Isa também chama a atenção à valorização dessas crianças e estudantes nas unidades escolares e a importância da boa percepção social do professor. “A criança usa muito o corpo para se movimentar. Então se estende. Quando nós pensamos no que compõe a nossa sala, as bonecas e bonecos, existe uma pluralidade étnico-racial, nos cartazes, nos fantoches, nos livros, existe essa pluralidade, não só negra, mas também indígena. Desfiles para valorizar as características de cada criança é importantíssimo, como também valorizá-las todos os dias”.
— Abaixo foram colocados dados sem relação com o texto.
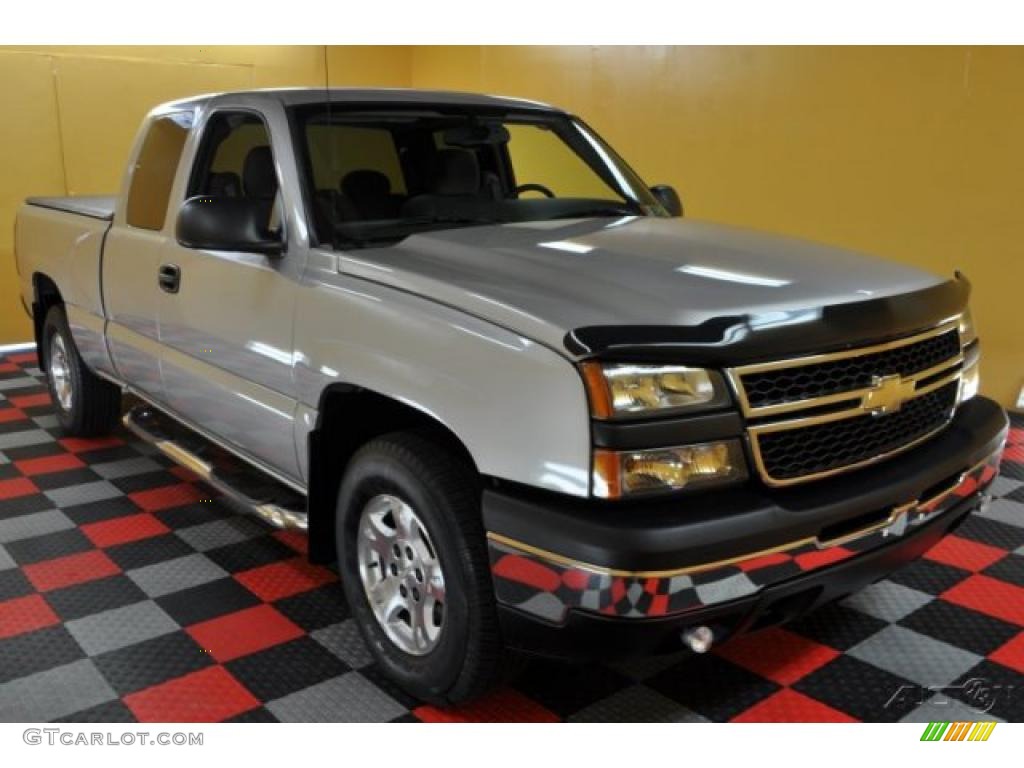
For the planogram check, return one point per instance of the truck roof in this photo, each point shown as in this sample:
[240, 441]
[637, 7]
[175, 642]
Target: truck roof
[297, 96]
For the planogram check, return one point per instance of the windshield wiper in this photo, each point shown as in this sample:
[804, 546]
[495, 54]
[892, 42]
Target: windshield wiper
[599, 212]
[367, 233]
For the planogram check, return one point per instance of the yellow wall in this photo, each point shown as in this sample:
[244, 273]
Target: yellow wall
[914, 154]
[70, 114]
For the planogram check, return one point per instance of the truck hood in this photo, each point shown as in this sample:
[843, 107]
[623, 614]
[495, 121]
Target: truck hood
[589, 285]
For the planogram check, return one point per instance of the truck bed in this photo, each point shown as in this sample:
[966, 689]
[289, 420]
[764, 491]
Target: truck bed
[93, 207]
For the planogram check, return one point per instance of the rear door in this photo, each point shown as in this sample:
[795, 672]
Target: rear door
[226, 330]
[132, 251]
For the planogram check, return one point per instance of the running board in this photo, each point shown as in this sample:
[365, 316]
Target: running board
[270, 501]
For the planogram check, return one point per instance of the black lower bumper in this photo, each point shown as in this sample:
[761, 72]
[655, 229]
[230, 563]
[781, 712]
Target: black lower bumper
[587, 636]
[597, 580]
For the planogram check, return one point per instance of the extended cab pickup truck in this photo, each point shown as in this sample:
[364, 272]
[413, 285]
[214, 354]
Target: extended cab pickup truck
[498, 379]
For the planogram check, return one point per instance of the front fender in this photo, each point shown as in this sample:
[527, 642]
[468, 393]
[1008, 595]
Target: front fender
[518, 407]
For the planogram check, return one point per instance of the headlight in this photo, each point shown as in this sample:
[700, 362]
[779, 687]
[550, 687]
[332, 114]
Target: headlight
[967, 329]
[630, 472]
[619, 390]
[971, 376]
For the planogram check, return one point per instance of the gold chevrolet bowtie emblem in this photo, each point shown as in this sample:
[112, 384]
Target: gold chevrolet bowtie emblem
[887, 394]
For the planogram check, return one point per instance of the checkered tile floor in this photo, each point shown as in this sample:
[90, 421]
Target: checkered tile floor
[128, 593]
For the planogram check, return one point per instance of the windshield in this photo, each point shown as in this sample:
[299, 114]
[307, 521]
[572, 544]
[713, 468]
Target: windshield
[376, 177]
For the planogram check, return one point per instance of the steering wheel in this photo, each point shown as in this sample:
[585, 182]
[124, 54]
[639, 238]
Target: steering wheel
[534, 187]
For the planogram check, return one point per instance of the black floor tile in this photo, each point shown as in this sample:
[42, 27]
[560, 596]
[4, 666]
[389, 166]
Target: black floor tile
[287, 668]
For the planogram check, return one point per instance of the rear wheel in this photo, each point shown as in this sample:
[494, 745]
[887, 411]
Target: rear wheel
[414, 565]
[85, 404]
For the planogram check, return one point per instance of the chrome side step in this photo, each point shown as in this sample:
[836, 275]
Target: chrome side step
[264, 498]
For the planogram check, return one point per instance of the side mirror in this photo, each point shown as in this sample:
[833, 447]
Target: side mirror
[669, 199]
[227, 224]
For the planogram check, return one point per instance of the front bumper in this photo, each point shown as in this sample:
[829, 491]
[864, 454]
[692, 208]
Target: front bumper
[637, 573]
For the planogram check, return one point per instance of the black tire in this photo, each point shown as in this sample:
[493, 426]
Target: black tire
[445, 495]
[95, 403]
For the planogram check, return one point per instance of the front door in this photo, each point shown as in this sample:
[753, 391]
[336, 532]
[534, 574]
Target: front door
[225, 325]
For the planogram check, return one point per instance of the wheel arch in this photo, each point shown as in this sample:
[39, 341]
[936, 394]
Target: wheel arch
[349, 416]
[45, 294]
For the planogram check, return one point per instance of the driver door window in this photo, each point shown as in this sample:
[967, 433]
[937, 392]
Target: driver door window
[236, 161]
[540, 157]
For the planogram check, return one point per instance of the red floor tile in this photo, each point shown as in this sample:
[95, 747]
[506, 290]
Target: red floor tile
[244, 632]
[167, 497]
[1011, 653]
[124, 529]
[777, 654]
[284, 579]
[964, 553]
[209, 695]
[989, 596]
[64, 571]
[504, 706]
[30, 400]
[25, 614]
[788, 706]
[16, 486]
[11, 414]
[81, 444]
[47, 464]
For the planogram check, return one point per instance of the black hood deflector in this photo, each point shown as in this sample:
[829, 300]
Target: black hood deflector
[742, 339]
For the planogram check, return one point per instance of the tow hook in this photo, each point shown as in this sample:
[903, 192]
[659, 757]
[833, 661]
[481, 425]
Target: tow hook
[984, 503]
[698, 639]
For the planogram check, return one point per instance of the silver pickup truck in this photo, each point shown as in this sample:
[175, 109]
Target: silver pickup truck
[499, 380]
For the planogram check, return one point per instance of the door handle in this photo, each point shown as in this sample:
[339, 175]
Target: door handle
[169, 278]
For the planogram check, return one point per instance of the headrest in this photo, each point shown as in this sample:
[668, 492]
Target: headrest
[257, 174]
[458, 173]
[366, 183]
[225, 184]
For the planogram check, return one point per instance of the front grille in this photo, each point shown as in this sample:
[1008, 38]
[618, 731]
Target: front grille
[816, 416]
[837, 376]
[821, 448]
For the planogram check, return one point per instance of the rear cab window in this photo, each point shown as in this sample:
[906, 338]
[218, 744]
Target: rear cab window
[155, 169]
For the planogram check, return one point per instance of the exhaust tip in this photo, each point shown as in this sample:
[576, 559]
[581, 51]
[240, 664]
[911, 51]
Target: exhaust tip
[698, 639]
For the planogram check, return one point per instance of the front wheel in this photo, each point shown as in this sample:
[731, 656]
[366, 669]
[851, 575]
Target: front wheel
[85, 404]
[414, 565]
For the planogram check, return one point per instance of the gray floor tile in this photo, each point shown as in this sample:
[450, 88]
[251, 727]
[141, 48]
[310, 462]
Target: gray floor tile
[86, 493]
[125, 467]
[344, 641]
[220, 532]
[914, 656]
[1006, 510]
[53, 693]
[174, 576]
[887, 600]
[348, 698]
[32, 525]
[1004, 485]
[635, 705]
[47, 421]
[121, 627]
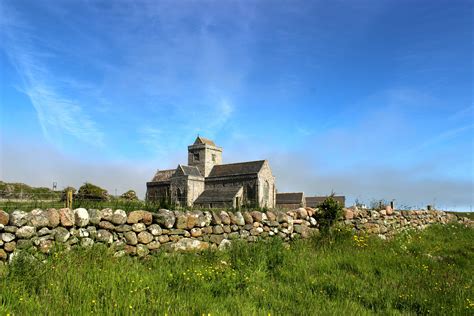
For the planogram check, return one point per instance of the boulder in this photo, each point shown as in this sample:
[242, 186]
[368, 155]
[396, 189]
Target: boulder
[123, 228]
[153, 245]
[140, 216]
[87, 242]
[106, 225]
[348, 214]
[225, 218]
[119, 217]
[188, 244]
[67, 217]
[9, 246]
[216, 239]
[155, 229]
[3, 255]
[181, 220]
[138, 227]
[164, 218]
[53, 217]
[104, 236]
[142, 250]
[4, 217]
[247, 217]
[257, 216]
[18, 218]
[145, 237]
[218, 230]
[302, 213]
[81, 217]
[7, 237]
[95, 216]
[131, 238]
[239, 219]
[225, 244]
[26, 232]
[45, 245]
[196, 232]
[37, 218]
[107, 214]
[61, 234]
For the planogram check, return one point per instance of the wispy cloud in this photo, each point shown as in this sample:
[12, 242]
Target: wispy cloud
[58, 114]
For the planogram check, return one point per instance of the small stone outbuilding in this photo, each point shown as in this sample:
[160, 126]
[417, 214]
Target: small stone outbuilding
[290, 200]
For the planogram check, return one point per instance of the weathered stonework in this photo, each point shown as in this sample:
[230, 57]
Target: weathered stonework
[182, 231]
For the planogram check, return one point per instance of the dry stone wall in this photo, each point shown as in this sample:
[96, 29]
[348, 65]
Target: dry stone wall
[141, 233]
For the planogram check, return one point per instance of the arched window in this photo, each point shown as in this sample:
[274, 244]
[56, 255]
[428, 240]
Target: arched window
[266, 193]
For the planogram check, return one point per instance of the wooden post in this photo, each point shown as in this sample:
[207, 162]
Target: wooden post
[69, 199]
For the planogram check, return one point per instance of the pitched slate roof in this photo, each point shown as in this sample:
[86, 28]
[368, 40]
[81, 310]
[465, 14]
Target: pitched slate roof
[233, 169]
[163, 175]
[226, 194]
[204, 141]
[289, 198]
[314, 201]
[190, 170]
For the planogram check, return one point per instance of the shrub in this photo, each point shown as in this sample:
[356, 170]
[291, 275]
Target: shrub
[130, 195]
[92, 192]
[329, 212]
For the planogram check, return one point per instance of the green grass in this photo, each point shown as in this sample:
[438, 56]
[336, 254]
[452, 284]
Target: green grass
[415, 273]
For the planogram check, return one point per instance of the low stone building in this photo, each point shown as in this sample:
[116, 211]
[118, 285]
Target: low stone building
[206, 182]
[315, 201]
[290, 200]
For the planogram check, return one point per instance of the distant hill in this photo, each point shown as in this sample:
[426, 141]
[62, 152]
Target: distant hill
[24, 191]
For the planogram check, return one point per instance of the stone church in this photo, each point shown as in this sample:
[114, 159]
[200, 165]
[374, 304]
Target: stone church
[206, 182]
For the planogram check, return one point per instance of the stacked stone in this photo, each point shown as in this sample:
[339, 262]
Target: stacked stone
[141, 232]
[388, 222]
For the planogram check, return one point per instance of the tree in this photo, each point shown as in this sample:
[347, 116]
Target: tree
[92, 192]
[130, 195]
[65, 191]
[329, 212]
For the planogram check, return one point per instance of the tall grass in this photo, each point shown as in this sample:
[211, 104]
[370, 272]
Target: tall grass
[415, 273]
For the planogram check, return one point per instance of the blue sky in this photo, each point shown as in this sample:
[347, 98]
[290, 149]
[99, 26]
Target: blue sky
[371, 99]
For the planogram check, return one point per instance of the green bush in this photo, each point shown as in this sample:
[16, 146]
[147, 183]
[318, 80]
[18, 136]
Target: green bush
[130, 195]
[329, 212]
[92, 192]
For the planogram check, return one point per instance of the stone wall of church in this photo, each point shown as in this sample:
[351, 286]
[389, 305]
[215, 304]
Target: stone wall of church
[195, 186]
[248, 183]
[266, 187]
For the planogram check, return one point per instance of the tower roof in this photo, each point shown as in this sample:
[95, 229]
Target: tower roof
[203, 141]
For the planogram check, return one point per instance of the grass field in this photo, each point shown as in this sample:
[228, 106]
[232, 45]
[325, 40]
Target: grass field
[416, 273]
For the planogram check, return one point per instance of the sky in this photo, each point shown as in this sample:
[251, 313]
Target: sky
[368, 99]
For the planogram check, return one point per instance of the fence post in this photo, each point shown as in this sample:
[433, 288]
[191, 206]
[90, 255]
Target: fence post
[69, 199]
“Todos devemos refletir também se estamos atentos em quais crianças damos carinho, colo, chamego: se é para todas ou não, se não, vamos avaliar esse processo. É importante que estejamos atentos nas relações entre as crianças e seus pares, entre as crianças e os adultos, tendo sempre o cuidado para não tornar esses referenciais exóticos ou estereotipados. É preciso estudo e trazer para sala de aula referenciais históricos”, enfatizou a educadora.

 

Projeto Ubuntu

Um dos projetos da Educação que tem se destacado na rede municipal é o “Ubuntu”, que tem como objetivo levar para as escolas estratégias que incorporam a literatura e o uso de materiais didáticos nas abordagens sobre a diversidade racial. O lançamento do projeto aconteceu em agosto deste ano, durante a programação da 10ª Bienal Internacional do Livro.